小映懒懒地靠著沙发背:“不是你表现不好被人家扫地出门吧。”
“去你的!一股酒味,没把客人熏倒?”
“香水味混合酒精,你不觉得很有魅力?”小映露出虎牙笑笑,向裴奕那一边靠近。
“滚开!难闻死了!”不出意外地被後者一巴掌拍开。
连续不断的手机铃声从半掩的总经理办公室里传出来。忙著月底结算的几名员工哀怨地抬起头看向总经理助理。

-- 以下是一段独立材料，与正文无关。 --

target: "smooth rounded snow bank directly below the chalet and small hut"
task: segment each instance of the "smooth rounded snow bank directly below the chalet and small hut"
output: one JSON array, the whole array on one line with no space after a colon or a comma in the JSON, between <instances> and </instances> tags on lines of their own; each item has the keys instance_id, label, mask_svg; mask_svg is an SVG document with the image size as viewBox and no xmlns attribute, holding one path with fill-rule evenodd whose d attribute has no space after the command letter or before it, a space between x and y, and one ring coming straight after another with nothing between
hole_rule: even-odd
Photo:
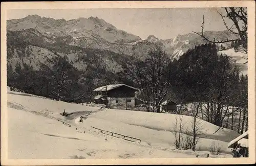
<instances>
[{"instance_id":1,"label":"smooth rounded snow bank directly below the chalet and small hut","mask_svg":"<svg viewBox=\"0 0 256 166\"><path fill-rule=\"evenodd\" d=\"M121 122L125 124L140 126L148 129L154 129L157 131L173 131L173 126L175 118L178 119L179 116L176 114L163 114L163 113L153 113L153 112L138 112L138 111L128 111L128 110L114 110L108 109L107 111L102 111L97 113L97 118L103 120L108 120L111 122ZM193 117L183 115L184 128L191 129L191 122ZM233 138L237 137L239 134L230 129L219 129L218 126L202 121L201 125L204 127L206 138L216 139L221 141L229 142ZM215 133L216 130L218 132ZM185 132L185 131L184 131ZM215 133L215 134L214 134Z\"/></svg>"}]
</instances>

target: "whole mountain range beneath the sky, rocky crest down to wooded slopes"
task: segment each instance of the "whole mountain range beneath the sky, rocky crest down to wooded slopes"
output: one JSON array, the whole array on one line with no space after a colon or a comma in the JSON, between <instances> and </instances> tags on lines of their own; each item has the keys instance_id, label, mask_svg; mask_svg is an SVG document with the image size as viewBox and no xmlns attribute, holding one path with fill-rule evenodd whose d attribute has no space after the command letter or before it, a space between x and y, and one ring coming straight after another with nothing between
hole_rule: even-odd
<instances>
[{"instance_id":1,"label":"whole mountain range beneath the sky, rocky crest down to wooded slopes","mask_svg":"<svg viewBox=\"0 0 256 166\"><path fill-rule=\"evenodd\" d=\"M206 31L210 40L236 39L228 31ZM9 62L25 61L37 66L45 57L54 56L52 51L69 56L74 65L83 69L87 64L104 63L118 72L119 60L134 55L143 59L147 51L159 45L170 55L179 58L188 49L206 43L195 33L178 35L172 39L158 39L154 35L142 40L139 36L118 30L98 17L78 19L53 19L29 15L22 19L7 21L7 57ZM231 43L225 43L228 47ZM92 60L95 59L94 61ZM83 59L83 60L81 60Z\"/></svg>"}]
</instances>

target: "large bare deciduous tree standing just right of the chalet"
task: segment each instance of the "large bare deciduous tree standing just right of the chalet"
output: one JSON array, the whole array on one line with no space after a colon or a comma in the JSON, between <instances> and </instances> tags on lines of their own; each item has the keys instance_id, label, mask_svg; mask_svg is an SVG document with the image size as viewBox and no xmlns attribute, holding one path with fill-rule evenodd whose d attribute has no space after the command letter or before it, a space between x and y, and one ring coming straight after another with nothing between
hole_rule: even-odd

夏颐扶了扶眼镜,无奈地起身走进那间传来噪声的办公室。
张晓煦的手机躺在办公桌上,吵嚷著,伴随著震动在桌上笨拙地挪动。
来电显示是“柳溪”。夏颐犹豫了一下,还是拿了起来,接通後里面传来一个温柔的女声。
“你好,请问是张晓煦吗?”
“不是,他现在不在,有什麽我可以代为转告的吗?”夏颐程序化地回答。
“请他回电给我吧,谢谢。”
刚挂断,张晓煦就推门进来了。
“怎麽在这儿啊?我买了你爱吃的海鲜口味的批萨。”说著把一个盒子递到夏颐手上。
夏颐笑笑:“怎麽今天心情好,变成了体恤下属的好上司?”
张晓煦双手插在裤兜里,无谓地耸耸肩:“这样可以让你们节约午休时间来加班。”
“张总真是越来越厉害了,利用怀柔政策。”
夏颐刚要出门又回过头来:“对了,刚才柳溪来电找你,让你回个电话过去。”
柳溪?张晓煦暧昧地笑笑:“看来做好事还会招来桃花运。”
傍晚时,Endless的吧台,一个英俊的中年男子走过来,坐了下来。
“能请你喝杯酒吗?”他对坐在他旁边的男子绅士地一笑。
裴奕无聊地晃著酒杯,也对他笑笑:“好啊。”
“两杯Martine。”
罗毅看了这名男子一眼,微微点头。
裴奕微笑著接过酒,仰起头一饮而尽。
“谢谢你的酒,我喝完了,你也可以走了吧。”摆著训练有素的客套笑容,却说出一句不怎麽客气的话。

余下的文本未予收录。